Defensive end Marcus Cushnie is the backup to Jermaie Johnson and both will make their Florida State debuts on Sunday night. But Cushnie is something of an unknown, perhaps a player FSU fans will know the least about among the scholarship players. As a prep prospect, his 247Sports profile is limited. Cushnie was listed at 6-2 and 220 pounds coming out of Palm Beach Central but was never given a star-ranking status. He or a coach appeared to create a Hudl page in 2014 but never added highlights. He was in many ways off the radar but landed a scholarship at an FCS school, Alabama A&M.
“If he was lifting weights or conditioning, or running, he was always working for optimal peak, as an individual,” Alabama A&M defensive coordinator Granville Eastman told the Osceola. “That’s his approach – How do I get myself better?”
That drive shows Cushnie’s love for football and the work ethic needed to succeed. And when Eastman says “How do I get myself better?” it was clear Cushnie pushed himself in everything he did at Alabama A&M.
Cushnie was an Academic All-American who already has a bachelor’s degree in criminology. On the field, he was a two-time All-SWAC selection in 2019 as well as the 2021 spring season. He helped Alabama A&M go 5-0 and win the SWAC title this spring, accumulating 14 sacks in those two seasons before entering the transfer portal. Eastman said Alabama A&M often used him as a boundary side edge rusher.
“He’s blessed with some athletic abilities, some physical abilities, at least on this level, that was fairly obvious,” Eastman said. “He never took that for granted. He’s a worker. He’s prepared. He studies film. He’s very inquisitive.”
Cushnie was also very inquisitive about another challenge, bringing his game to a P5 school. At first he committed to Purdue before switching to FSU, a chance to show off his skill set as a pass rusher and a tough offer to pass up for a South Florida native.

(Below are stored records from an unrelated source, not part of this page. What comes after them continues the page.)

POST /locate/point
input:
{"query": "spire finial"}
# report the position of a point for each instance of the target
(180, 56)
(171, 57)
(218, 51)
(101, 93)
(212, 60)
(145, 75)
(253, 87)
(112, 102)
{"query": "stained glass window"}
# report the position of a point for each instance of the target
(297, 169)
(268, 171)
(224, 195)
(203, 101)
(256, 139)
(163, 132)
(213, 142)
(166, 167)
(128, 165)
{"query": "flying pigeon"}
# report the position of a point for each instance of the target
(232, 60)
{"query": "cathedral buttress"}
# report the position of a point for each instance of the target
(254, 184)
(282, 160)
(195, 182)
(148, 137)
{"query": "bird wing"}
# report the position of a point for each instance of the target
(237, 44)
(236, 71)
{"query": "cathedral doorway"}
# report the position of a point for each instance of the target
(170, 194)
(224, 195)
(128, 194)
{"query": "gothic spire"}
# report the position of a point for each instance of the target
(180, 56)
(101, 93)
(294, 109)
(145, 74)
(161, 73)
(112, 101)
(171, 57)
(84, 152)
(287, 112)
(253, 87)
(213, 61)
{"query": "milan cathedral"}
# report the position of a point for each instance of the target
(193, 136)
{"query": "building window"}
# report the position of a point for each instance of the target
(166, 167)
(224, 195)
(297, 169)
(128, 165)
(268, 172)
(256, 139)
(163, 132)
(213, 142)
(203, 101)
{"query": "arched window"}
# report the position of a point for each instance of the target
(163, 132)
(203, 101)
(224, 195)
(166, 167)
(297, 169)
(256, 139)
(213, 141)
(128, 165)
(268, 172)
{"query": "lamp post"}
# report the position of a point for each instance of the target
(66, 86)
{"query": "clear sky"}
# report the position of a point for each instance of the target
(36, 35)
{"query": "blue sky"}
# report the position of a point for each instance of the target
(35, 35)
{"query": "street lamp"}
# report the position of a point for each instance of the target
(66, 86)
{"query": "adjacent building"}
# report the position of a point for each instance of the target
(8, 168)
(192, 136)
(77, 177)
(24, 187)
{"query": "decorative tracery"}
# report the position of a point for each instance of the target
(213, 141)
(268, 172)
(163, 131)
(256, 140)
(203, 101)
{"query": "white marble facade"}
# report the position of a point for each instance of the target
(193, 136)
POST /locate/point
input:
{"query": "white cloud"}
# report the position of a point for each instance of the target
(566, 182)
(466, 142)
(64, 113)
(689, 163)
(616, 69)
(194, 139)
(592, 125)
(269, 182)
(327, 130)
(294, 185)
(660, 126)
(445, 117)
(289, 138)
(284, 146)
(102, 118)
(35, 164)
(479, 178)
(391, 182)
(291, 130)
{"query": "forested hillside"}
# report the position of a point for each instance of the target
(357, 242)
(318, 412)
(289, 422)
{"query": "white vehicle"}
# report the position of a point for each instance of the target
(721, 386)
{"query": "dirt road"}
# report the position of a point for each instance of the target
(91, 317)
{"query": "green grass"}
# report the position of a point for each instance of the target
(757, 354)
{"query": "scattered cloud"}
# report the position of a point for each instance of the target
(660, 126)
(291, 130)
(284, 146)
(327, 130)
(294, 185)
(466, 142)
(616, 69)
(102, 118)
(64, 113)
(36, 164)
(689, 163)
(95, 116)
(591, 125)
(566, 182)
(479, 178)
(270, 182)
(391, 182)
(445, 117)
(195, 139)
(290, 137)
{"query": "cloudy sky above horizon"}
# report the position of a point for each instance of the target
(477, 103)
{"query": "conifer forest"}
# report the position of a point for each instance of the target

It was clear Cushnie had taken one step in his college career, earning a degree and showcasing what he could do on the FCS level. What he had put on tape at Alabama A&M was more than enough for schools like Purdue and FSU to show interest. And he brings added value as an end who is a redshirt junior, offering the potential to be a two-year player at FSU. Cushnie has practiced at both defensive end spots for FSU in the preseason but would likely line up on the field (wide) side.
There will be that question, until we see it on the field at FSU, if he can make the leap beyond FCS and even Group of 5 to Power 5. FSU coaches seem to have realistic goals for Cushnie, knowing he won’t play a starter’s snaps but will be asked to use his speed and allow him to maximize his opportunities as a pass rusher.
“The thing that that he absolutely brings to the table is a good edge rush presence and speed,” defensive ends coach John Papuchis said after FSU’s second scrimmage a few weeks back. “You saw both of those things flash tonight and he was able to make some plays. … We’ve got to get him caught up to speed and that’s what we do on a daily basis. I think he’s another guy that will be able to make an impact for us this fall.”
Eastman admits he does have mixed feelings about seeing Cushnie move on to FSU. He’d love to have him and wanted Cushnie to stay at Alabama A&M. But he also understands the pull of playing closer to home for FSU and, long term, perhaps the desire to showcase what he can do for NFL scouts.
“It is a little bittersweet,” Eastman said. “I tried to convince him in any way we could to come back another year. But I wish that young man nothing but the best. We preach it to all. Do the very best you can on off the field, you’re here to get a degree and play football, win a (conference) championship. And it has set him up to be able to move on now and play and demonstrate his skills on a higher level. We wish him nothing but the best and are pulling for him.”